The best reason to revisit Carmen Jones lies in Dorothy Dandridge's electrifying performance, which saw her become the first African-American to be nominated for a Best Actress Oscar. In a series of strikingly coloured outfits, she brings a sensual physicality to the role, bringing to mind that description of Jeanne Moreau's Catherine in Jules Jim, "she wasn't a woman, she was a force of nature." Belafonte too impresses in conveying how the initially level-headed Joe becomes morbidly jealous of the proudly defiant Carmen, who refuses to conform to society's expectations of female behaviour.
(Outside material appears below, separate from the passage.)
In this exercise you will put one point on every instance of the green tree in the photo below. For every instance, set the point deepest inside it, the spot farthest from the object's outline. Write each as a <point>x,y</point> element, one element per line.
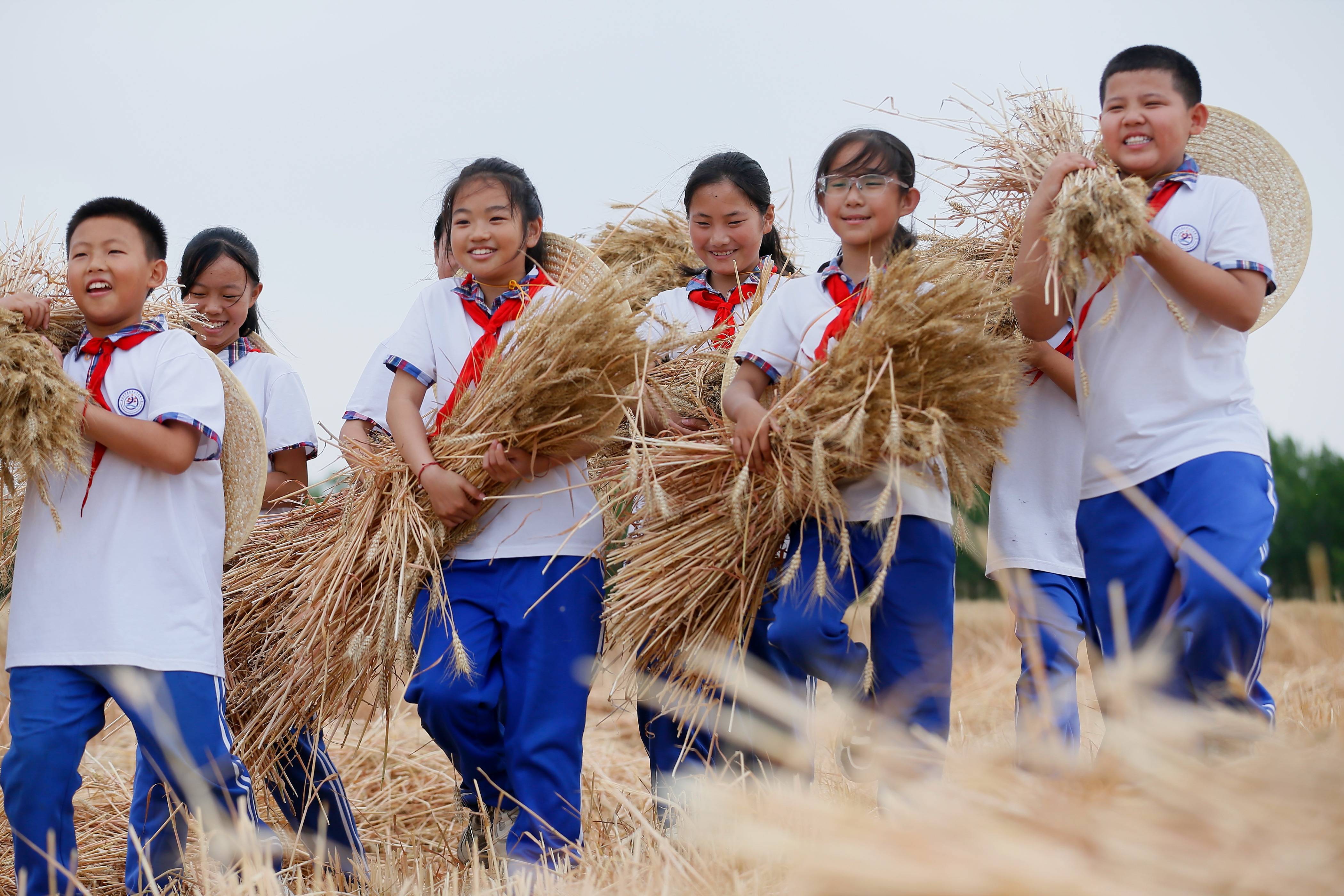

"DOESN'T ENTIRELY CATCH FIRE"
The set-piece song-and-dance routines in Carmen Jones don't entirely catch fire however, perhaps because the filmmakers decided to dub Dandridge and Belafonte with the voices of the opera singers Marilyn Horne and Le Vern Hutcherson, leaving the leads to lip-synch their arias. Indeed the most memorably choreographed musical sequence here, "Beat out that Rhythm on a Drum", is sung by the actress Pearl Bailey herself. Sadly, the film's star Dandridge was to commit suicide barely a decade later aged just 42.
Carmen Jones is re-released in UK cinemas on Friday 9th February 2007.